Trinity Sunday IV: Exhortation

Paul writes, “Now the law came in to increase the trespass, but where sin increased, grace abounded all the more, so that, as sin reigned in death, grace also might reign through righteousness leading to eternal life through Jesus Christ our Lord” (Rom. 5:20-21).

One of the most terrible things that can slowly kill a Church is the silent assumption that church people are basically good. Oh, we may have little sins here and there, and of course someone may go off the deep end every once in a while, but for the most part, church people are good people. But this is a lie, and it’s a lie from one of the deepest pits of Hell. Satan loves to lull the people of God into an apathetic blindness to their sin. And it creates apathy because there’s nothing really that urgent to be done. Church people are basically good people, and therefore, there’s nothing too urgent to change, to fix, and certainly very little to repent of.

But we are not good people. That’s not why we’re here.
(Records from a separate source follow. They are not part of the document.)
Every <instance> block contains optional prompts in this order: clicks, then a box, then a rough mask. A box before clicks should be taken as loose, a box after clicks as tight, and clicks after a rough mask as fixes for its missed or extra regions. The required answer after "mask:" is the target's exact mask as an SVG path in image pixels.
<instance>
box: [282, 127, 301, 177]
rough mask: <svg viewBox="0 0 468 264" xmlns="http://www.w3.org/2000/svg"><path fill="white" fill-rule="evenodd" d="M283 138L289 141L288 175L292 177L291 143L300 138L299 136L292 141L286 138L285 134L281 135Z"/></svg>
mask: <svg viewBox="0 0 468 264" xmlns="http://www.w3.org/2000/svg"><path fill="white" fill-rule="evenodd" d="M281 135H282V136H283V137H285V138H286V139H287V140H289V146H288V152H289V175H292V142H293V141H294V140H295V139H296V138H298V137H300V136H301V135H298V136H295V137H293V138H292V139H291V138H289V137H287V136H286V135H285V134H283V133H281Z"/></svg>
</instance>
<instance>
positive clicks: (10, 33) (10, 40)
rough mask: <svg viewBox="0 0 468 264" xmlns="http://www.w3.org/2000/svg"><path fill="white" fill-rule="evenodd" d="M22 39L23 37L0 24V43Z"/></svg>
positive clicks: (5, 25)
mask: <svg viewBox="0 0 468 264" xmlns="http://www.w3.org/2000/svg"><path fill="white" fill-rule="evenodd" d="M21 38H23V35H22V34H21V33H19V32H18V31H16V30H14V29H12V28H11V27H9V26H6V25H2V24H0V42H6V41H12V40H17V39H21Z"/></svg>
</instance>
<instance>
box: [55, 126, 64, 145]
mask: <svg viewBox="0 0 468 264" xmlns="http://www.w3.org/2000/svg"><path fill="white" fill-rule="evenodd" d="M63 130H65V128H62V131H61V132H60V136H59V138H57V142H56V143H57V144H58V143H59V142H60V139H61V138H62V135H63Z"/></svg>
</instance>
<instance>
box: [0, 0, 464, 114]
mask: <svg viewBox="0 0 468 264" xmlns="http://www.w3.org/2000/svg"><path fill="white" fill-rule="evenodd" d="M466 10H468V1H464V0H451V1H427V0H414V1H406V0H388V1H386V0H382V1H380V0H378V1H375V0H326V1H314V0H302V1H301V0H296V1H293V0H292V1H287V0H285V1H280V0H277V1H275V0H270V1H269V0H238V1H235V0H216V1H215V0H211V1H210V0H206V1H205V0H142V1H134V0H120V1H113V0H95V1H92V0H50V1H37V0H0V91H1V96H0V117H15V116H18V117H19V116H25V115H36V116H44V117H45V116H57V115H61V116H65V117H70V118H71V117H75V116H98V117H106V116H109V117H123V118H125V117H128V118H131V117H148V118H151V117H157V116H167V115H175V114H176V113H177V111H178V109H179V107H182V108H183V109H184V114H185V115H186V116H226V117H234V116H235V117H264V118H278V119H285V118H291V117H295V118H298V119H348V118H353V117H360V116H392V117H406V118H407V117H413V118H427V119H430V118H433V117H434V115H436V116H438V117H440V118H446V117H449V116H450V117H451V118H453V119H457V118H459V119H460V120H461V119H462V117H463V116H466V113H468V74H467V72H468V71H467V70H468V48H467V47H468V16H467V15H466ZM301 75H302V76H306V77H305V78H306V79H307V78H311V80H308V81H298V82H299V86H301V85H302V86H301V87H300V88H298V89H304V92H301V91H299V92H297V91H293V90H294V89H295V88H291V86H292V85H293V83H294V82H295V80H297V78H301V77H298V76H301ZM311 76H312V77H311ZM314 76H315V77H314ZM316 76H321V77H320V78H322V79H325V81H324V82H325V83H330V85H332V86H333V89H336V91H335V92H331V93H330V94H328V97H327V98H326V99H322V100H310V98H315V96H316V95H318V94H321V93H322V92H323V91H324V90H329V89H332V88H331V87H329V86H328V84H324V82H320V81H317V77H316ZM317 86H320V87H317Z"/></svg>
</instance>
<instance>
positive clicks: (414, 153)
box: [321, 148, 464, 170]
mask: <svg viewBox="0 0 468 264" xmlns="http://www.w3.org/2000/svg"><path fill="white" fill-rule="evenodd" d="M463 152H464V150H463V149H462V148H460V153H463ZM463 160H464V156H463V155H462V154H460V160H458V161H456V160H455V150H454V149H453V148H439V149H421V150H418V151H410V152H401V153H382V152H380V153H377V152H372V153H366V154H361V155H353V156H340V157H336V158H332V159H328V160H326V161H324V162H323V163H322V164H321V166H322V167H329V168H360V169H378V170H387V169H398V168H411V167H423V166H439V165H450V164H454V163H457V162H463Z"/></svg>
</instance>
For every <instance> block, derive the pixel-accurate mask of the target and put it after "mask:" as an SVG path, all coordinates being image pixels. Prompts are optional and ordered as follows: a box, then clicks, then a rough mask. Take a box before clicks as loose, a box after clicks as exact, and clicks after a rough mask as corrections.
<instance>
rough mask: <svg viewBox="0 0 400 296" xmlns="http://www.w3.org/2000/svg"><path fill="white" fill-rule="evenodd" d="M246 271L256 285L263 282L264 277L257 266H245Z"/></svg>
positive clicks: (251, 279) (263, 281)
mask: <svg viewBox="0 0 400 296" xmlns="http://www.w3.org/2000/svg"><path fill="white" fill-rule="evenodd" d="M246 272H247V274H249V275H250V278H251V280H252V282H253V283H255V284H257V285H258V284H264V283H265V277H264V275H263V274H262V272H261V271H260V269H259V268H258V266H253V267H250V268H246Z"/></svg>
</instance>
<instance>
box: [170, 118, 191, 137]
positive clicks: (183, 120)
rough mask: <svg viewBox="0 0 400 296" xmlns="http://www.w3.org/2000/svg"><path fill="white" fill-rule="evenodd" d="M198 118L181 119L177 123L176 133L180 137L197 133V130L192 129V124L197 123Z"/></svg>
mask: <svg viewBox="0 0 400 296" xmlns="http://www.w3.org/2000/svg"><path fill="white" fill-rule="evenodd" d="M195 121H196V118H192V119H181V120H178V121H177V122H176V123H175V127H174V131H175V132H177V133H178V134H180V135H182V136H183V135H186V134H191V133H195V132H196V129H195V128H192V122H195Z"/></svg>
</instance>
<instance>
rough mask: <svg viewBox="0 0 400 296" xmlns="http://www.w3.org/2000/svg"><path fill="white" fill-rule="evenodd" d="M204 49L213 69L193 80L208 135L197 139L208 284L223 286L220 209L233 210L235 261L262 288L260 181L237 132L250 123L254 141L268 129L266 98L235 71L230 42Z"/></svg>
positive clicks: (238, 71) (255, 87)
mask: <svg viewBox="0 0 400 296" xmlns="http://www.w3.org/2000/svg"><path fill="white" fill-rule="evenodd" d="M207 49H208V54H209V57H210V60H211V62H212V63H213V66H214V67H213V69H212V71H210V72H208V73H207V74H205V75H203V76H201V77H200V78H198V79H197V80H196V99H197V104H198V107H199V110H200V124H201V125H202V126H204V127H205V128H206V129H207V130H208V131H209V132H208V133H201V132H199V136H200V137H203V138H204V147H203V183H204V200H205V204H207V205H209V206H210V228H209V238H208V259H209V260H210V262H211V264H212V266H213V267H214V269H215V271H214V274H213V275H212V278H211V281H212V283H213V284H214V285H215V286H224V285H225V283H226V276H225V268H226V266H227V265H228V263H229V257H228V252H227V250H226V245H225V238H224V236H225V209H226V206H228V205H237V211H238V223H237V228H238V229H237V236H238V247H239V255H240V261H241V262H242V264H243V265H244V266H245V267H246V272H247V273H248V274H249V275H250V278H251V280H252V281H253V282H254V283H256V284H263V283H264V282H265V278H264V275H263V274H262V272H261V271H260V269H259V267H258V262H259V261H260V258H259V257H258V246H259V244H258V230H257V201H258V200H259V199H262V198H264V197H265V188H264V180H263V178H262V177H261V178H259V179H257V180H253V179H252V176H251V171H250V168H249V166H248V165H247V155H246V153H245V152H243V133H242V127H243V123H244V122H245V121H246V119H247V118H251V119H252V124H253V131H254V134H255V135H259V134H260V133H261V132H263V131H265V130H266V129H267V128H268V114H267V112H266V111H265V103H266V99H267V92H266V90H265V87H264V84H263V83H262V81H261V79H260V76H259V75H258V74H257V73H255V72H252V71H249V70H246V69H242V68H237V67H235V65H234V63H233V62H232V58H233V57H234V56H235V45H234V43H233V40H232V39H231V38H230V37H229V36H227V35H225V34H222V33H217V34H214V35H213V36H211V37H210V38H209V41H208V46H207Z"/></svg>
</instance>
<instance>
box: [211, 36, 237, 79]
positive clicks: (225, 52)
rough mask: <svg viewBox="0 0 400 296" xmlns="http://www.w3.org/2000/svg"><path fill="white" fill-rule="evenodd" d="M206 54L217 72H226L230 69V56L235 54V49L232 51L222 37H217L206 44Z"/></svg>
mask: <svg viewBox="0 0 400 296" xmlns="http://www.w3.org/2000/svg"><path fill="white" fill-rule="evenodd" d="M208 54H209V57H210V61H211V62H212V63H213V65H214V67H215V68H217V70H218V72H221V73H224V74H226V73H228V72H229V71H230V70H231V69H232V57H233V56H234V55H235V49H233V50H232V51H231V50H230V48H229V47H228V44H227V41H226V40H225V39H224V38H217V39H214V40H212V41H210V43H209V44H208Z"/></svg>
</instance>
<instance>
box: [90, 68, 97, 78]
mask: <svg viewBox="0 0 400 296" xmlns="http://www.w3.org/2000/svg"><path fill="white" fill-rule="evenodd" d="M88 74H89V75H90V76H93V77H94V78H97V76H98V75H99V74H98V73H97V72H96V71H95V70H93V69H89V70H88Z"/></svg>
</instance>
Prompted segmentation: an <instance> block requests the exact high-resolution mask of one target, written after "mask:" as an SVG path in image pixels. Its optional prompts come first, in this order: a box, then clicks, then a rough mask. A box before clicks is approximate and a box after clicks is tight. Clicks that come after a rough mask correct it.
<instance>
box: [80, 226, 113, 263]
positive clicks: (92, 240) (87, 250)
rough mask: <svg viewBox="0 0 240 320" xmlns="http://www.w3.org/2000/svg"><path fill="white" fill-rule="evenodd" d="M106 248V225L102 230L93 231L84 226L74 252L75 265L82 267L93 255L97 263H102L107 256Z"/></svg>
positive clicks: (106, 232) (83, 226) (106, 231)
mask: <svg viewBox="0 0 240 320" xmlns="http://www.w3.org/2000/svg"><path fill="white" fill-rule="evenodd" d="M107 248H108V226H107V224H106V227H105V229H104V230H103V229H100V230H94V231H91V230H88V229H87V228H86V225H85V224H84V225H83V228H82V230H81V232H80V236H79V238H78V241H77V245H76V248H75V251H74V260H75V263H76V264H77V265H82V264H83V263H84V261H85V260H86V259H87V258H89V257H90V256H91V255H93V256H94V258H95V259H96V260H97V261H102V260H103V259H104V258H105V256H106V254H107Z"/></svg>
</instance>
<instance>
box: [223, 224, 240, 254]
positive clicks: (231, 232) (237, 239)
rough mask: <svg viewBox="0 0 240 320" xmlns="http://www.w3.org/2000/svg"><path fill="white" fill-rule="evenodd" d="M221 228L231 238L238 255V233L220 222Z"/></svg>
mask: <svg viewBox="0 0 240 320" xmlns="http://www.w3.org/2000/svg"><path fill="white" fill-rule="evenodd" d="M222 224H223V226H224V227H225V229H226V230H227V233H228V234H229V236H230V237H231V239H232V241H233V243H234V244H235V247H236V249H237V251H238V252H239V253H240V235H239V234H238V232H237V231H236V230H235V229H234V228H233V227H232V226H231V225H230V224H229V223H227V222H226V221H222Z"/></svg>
We’re bad people. We’ve thought perverse things this week. Men and women have lusted, have fantasized, and have entertained degrading desires. We’ve said bitter and biting things in our hearts and out loud this week. We’ve murdered others in our hearts with anger and resentment and wrath. We’ve obsessed over ourselves, our fears, our worries, our bodies, what others think. We’ve lied to God, to ourselves, and to others. We’ve covered up, pretended away, and imagined that God cannot see us. We are not good people. That’s not why we’re here. We are here precisely because we know that we are not good. Compared to the infinite glory and goodness of God, we are disease-infested, deformed, palsied. We are covered in the maggots of sin. We are sinful beyond measure. But do not despair, where sin has increased, grace abounds even more. Where sin once reigned, grace reigns through righteousness. You are not good. But God is good. And His goodness is big enough for all our sin. We are not good. But God has come in Jesus Christ in order to bear our sin and to be our goodness.